Here I’m quoting Freire – who I invoke in my book and course: “Teaching as Dialogue.” Freire’s major way-out of the power-pinch is Dialogue. And most of the educators who Freire-ise education invoke the term: but apparently only a few of us seriously explore and apply dialogue in our teaching-being.
I want to “touch” the futures of my students – I would love to be “remembered” as “inspiring” their futures. But much about “me” – a person – much about them being and becoming who they would be. Mostly the Freireians don’t seem to be “present” – strong, memorable… characters…who “remain” some places in “their” students’ ongoing thinking.
(Can I be remembered, have power without being very “oppressive” in their thinking? Am I “good enough” to deserve having some presence in their lives? Or is this just a “different” route to power and control from the past: more than inspiring “my” students to study and develop their own personal framings of… power and control.) Whew! (If Socrates only realized that his idea of dialogue was always to know all the “answers” to his question-ing!)

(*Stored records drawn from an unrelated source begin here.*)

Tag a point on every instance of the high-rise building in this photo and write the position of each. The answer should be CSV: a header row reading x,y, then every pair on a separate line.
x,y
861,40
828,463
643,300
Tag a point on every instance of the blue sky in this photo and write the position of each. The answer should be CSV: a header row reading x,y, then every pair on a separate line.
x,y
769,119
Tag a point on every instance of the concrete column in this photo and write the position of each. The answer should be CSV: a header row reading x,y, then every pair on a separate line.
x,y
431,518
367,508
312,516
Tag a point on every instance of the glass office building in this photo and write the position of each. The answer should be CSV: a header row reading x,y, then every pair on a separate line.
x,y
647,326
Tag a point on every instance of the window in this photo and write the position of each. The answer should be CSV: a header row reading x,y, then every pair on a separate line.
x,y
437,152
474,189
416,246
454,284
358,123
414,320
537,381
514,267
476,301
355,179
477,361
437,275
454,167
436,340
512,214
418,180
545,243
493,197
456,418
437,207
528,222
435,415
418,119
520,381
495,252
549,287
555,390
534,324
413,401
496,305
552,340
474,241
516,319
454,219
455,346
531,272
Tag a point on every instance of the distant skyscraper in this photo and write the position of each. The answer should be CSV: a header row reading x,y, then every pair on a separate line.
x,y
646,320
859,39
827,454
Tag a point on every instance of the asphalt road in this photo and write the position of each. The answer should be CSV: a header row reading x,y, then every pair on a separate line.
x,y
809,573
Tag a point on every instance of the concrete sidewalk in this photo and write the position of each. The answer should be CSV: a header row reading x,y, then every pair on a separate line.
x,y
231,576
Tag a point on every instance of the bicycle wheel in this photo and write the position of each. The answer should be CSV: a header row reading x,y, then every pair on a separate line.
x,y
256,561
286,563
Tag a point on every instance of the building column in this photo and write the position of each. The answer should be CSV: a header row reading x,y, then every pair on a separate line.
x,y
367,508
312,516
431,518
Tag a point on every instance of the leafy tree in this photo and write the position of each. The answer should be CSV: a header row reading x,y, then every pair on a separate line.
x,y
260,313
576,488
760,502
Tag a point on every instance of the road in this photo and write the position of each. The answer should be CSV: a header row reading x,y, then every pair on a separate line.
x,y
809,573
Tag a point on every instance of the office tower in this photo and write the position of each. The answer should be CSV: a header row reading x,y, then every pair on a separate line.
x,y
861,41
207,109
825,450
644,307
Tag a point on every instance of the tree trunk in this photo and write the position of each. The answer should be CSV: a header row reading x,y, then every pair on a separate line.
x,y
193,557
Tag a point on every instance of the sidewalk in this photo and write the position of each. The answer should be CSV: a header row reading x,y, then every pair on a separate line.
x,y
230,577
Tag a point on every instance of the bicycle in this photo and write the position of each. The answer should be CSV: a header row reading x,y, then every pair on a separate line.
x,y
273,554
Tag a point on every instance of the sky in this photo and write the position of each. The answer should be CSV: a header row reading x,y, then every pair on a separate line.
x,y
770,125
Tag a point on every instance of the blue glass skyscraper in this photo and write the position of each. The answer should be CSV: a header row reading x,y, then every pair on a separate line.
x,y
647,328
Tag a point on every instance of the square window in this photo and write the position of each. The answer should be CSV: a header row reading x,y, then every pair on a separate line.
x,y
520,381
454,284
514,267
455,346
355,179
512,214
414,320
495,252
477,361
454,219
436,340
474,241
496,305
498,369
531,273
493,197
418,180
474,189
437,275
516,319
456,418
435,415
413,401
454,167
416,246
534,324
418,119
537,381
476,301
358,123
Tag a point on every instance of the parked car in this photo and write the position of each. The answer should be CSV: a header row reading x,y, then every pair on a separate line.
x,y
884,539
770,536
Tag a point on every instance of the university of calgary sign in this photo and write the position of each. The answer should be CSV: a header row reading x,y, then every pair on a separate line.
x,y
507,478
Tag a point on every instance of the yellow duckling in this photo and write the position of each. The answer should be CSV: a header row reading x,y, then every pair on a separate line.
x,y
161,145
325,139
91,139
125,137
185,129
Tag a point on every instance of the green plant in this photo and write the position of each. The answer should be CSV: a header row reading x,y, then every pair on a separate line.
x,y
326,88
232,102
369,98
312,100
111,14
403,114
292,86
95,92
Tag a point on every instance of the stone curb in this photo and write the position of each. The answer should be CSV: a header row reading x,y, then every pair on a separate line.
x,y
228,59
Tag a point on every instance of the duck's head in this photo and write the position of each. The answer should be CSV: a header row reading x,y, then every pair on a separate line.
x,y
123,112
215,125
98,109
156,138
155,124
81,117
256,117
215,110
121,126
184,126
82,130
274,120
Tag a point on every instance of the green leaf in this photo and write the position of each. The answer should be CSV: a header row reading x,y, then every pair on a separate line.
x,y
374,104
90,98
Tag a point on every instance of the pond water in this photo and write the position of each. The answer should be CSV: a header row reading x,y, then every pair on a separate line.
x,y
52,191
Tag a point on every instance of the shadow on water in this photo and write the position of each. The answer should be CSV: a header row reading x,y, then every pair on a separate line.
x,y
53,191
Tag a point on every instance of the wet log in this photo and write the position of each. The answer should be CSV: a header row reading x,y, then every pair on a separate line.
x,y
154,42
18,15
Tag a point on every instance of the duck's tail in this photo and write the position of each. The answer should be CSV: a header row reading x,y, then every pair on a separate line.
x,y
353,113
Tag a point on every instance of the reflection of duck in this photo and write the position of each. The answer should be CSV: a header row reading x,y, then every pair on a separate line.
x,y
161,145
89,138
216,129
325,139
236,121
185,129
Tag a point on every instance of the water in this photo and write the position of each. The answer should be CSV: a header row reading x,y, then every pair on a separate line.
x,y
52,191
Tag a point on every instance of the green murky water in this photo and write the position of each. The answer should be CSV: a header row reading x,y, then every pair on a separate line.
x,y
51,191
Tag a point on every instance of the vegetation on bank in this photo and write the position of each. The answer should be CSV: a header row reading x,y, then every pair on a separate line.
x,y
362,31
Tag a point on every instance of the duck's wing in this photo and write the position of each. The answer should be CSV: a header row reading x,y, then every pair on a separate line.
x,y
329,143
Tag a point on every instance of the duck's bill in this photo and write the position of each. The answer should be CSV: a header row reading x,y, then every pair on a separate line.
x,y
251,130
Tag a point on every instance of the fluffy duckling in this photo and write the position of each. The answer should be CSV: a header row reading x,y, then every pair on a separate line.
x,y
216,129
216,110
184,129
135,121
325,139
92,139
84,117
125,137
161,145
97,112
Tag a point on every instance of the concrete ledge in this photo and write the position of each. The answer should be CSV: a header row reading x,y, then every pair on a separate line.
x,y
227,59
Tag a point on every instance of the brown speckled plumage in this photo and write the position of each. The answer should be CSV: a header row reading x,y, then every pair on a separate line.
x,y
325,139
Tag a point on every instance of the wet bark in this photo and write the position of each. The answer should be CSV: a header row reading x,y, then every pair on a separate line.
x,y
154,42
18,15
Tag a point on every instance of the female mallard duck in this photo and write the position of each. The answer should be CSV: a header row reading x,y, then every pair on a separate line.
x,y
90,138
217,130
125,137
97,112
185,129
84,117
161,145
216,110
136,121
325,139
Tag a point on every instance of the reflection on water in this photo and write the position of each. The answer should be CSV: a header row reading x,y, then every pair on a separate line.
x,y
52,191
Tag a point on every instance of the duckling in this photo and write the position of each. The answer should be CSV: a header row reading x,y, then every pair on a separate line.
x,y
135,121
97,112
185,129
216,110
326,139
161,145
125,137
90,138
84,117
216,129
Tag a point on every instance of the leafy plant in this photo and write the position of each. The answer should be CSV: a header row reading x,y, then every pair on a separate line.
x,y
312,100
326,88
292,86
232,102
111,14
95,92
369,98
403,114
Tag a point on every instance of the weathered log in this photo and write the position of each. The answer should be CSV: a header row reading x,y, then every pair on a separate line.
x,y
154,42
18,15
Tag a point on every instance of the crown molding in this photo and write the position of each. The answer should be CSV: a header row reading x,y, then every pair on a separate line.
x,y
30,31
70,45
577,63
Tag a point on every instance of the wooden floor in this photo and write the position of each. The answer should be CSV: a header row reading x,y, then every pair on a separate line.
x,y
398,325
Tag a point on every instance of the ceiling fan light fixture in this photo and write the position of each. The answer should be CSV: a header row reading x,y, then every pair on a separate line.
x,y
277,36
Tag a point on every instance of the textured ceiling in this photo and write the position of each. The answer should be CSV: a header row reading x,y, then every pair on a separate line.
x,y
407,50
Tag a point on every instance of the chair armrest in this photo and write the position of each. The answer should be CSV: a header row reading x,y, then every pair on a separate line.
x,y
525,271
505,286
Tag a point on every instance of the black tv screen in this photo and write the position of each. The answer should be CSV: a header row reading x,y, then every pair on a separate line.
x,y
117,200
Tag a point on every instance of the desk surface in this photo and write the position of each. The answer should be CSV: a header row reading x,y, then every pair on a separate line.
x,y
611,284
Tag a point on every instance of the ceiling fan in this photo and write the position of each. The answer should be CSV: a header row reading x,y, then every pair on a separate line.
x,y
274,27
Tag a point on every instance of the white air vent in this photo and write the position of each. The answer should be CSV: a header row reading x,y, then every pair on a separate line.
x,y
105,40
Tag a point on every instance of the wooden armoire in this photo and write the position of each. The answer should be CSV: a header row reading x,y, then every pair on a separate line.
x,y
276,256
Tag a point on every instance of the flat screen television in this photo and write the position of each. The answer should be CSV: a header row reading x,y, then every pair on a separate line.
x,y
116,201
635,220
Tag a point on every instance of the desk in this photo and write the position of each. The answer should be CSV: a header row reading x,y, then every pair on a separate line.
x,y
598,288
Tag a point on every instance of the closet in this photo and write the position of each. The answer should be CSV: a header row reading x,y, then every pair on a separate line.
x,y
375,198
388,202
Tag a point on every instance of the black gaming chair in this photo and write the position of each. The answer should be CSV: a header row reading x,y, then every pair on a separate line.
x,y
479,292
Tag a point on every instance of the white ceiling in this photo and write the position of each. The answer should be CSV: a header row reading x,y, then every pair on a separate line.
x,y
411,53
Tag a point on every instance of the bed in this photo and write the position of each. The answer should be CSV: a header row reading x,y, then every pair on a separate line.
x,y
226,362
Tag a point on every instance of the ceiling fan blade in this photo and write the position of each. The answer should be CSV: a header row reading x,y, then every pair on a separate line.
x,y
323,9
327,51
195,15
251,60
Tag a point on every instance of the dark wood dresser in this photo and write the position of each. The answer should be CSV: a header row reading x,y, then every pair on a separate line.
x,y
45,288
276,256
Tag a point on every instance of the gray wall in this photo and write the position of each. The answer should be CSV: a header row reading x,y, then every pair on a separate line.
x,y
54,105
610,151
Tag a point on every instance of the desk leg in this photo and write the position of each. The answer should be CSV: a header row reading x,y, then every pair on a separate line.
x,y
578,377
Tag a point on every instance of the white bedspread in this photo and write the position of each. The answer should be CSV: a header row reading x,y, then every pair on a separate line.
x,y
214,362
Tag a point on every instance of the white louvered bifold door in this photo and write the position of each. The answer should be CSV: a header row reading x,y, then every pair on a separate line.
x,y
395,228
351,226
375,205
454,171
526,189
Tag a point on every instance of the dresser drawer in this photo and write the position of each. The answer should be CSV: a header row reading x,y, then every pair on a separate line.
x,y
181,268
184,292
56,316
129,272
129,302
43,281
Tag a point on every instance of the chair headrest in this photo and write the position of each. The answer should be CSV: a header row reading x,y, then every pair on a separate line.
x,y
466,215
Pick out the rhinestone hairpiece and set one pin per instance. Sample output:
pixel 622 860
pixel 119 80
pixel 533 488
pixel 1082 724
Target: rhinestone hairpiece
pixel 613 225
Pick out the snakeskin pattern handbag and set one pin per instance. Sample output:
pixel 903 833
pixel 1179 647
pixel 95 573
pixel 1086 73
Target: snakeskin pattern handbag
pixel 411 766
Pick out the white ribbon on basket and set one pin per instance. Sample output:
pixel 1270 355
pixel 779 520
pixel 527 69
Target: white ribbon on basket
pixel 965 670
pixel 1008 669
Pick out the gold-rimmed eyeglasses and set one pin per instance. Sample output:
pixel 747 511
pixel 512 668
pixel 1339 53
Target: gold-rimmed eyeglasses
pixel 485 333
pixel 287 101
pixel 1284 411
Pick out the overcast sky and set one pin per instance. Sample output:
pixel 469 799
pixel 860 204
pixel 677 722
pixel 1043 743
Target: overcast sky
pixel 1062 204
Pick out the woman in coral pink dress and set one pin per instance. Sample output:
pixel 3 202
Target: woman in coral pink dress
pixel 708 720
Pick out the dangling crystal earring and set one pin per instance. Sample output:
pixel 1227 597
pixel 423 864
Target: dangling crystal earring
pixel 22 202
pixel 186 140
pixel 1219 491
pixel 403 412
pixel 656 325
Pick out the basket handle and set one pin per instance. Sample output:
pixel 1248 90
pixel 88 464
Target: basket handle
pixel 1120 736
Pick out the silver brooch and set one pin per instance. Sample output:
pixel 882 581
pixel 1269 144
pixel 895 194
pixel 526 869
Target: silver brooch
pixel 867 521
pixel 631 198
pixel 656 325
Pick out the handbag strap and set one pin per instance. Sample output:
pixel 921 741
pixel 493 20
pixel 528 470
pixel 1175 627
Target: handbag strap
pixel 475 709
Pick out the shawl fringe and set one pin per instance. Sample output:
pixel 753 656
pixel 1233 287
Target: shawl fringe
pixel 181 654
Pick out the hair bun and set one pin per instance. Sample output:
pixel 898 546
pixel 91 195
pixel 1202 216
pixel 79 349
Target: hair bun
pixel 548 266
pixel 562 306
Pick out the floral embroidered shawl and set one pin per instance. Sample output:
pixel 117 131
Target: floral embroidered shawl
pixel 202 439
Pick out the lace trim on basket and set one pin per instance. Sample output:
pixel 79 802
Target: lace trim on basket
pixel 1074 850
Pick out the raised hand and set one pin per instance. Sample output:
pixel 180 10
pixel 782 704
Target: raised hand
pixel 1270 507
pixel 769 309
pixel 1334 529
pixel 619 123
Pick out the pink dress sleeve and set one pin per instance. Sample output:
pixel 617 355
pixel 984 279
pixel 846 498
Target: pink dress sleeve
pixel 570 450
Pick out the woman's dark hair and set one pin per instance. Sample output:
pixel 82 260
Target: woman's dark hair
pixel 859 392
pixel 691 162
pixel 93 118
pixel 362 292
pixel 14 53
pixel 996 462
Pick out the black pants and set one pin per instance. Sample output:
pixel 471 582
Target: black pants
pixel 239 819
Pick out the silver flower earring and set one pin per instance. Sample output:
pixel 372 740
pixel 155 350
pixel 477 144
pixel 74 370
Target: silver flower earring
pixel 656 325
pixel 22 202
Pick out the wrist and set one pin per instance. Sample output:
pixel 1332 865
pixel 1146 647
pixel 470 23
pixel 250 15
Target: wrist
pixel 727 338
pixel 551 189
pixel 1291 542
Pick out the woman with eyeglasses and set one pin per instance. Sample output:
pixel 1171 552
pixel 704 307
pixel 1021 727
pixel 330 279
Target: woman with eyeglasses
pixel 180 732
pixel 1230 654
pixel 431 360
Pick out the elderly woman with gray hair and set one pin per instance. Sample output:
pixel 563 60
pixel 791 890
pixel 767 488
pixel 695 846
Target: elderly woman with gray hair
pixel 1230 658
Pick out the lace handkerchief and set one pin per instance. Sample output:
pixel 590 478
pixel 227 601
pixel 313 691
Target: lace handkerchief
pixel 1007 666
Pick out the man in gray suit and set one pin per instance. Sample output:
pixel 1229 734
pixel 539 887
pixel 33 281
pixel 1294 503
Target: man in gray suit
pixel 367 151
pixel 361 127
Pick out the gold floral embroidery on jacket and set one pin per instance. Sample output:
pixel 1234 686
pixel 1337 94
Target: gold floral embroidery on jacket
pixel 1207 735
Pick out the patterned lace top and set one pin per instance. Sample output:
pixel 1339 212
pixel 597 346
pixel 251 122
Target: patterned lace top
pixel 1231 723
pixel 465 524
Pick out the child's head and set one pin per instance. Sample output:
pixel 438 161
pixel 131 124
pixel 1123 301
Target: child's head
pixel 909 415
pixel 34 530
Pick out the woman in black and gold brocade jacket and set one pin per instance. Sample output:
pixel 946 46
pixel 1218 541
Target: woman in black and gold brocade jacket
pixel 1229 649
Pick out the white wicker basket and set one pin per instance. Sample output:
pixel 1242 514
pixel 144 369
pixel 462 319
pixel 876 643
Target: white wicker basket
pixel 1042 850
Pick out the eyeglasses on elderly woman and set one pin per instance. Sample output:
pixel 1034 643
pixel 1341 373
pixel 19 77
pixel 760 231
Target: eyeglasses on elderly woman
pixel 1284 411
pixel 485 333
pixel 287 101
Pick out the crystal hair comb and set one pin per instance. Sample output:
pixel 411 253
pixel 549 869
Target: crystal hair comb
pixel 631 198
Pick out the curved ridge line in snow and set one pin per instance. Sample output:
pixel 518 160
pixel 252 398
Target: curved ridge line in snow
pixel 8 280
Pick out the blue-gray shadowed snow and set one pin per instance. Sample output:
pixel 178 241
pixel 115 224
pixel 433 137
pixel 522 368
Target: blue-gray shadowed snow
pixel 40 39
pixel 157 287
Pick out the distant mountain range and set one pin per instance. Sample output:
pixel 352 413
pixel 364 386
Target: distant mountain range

So: enough to begin/continue the study of Freire, amidst the facts of his being still inspiring me, most days as I teach, and am a teacher. Growing with my memories and appreciations of his work and thinking.
But a “true” dialogue? – a lifetime pursuit… and then some.
Why do so many teachers invoke their anti-politics, even as they (don’t find themselves) don’t enrich their own teaching in the practicings of dialogue?